Judith: So what are you thinking?
Maid: I was thinking Chinese.
Judith: Eh, i worry about the MSG.
Maid: Yeah, how about Indian?
Judith: Too spicy. Sushi?
Maid: Raw seafood scares me. Mediterranean?
Judith: Reminds me of a former boyfriend.
Judith: Burgers is good. Just don’t get the bags mixed up.
We still don’t know who commissioned the sculpture, even if its grim subject and the dramatic force of the figure make it apt for meditation on sin, “Holofernes” is the personification of Vice defeated by Virtue, embodied by Judith and death. (1)
She was not known for her housekeeping. Just like Judith to leave a severed head laying around for us to meditate on sin.
(1) Stefania Schiavon, Musei Civici Agli Eremitani, Giovani Artisti Italiani
Judith grumbles to herself:
Unbelievable. Left to clean up the mess again.
First, he wants me to play Genie in a Bottle, with all Three Wishes. Next we have to have Fun with Food. It ends with a Drunken Stupor. And then the Decapitation. Geesh, he was no help at all in that endeavor.

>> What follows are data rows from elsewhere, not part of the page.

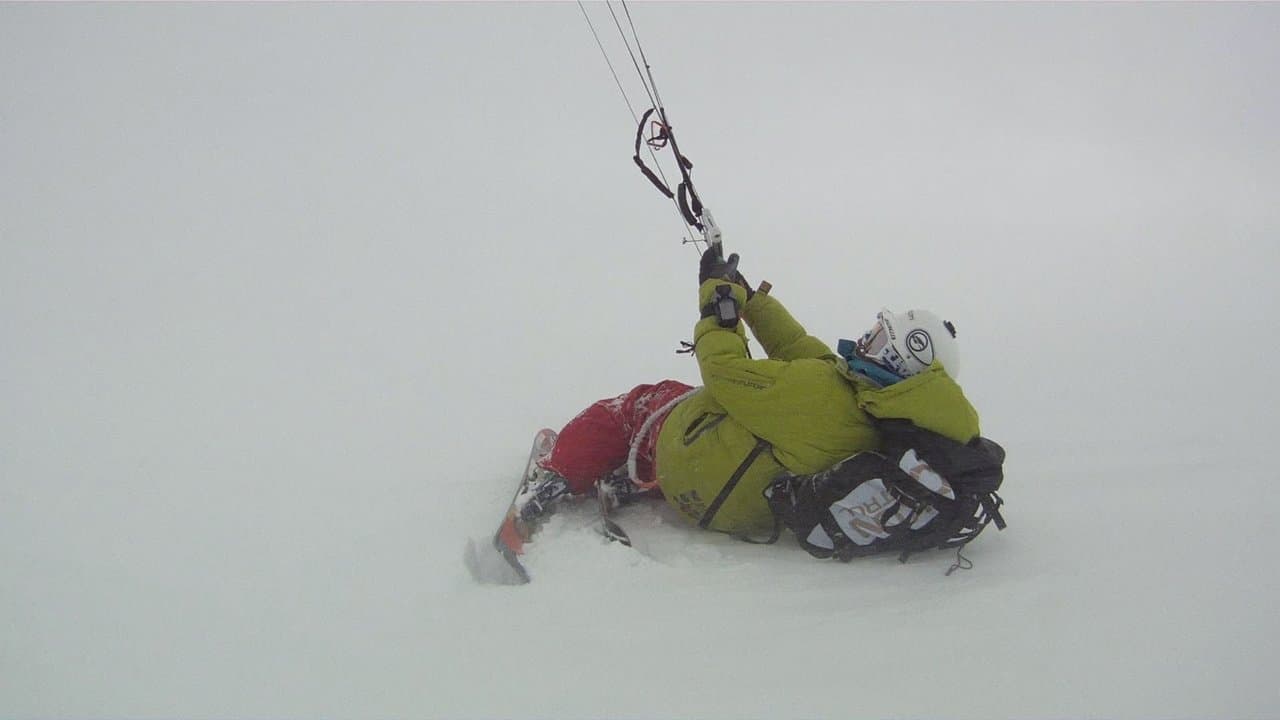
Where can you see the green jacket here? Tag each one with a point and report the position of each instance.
(800, 411)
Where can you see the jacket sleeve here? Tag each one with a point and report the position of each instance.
(739, 383)
(781, 336)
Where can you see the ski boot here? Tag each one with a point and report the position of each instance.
(536, 500)
(616, 490)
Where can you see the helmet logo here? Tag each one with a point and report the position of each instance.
(920, 346)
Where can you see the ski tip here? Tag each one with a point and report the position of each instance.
(490, 566)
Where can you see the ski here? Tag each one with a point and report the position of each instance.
(513, 532)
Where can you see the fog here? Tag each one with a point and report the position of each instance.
(287, 288)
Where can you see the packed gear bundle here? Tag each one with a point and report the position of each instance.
(920, 491)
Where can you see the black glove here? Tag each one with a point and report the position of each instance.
(713, 265)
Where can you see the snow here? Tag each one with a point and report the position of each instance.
(286, 291)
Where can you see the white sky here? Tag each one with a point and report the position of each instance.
(257, 258)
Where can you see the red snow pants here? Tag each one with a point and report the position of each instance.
(599, 440)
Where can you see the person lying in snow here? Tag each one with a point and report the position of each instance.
(867, 449)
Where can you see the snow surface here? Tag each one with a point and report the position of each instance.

Now I have to find a bag to cart his bloody beanie back to Bethulia.
I swear this is the last time. When i get home, I quit this seduction and assassin business.
And become a lesbian.
At least, it is supposed to be Judith.
I feel as dejected as the statue slumped over the sarcophagus on the right, head in hand. Why is this so DIFFICULT?!
Let me start at the beginning. The Camposanto (“Holy Field”) or Monumental Cemetery in Pisa was constructed in 1278 around sacred dirt brought back from Golgotha during the Crusades. Later decorated with extensive frescoes, it was the burial place of the Pisan upper class for centuries. A legend claims that bodies buried in that ground will rot in just 24 hours. Is that a good thing or a bad thing?
Actually, this fresco of Judith is not one of the Big Ass Frescos in Camposanto. No, those frescos are a century older – at least – and in a large room off the north gallery. The one everybody hyperventilates about is The Triumph of Death by Buonomico Buffalmacco, dating from the 14th century. The Judith fresco is in a different gallery next to a large rusty chain from the Pisa port, taken by the Genoese and later returned to Pisa in 1860. Sure, just what I would steal to piss off my enemy: rusty chains from the harbor.
Once again, trying to view this image on a computer screen is frustrating. Because somewhere in this crowd, Judith is supposed to be loitering. She appears to be front and center – but why? I don’t see a severed head – unless it is that brown lump that looks like a sphinx or a goat – so what is she doing? Is this the entrance into the Assyrian camp at the beginning or the return to Bethulia at the end?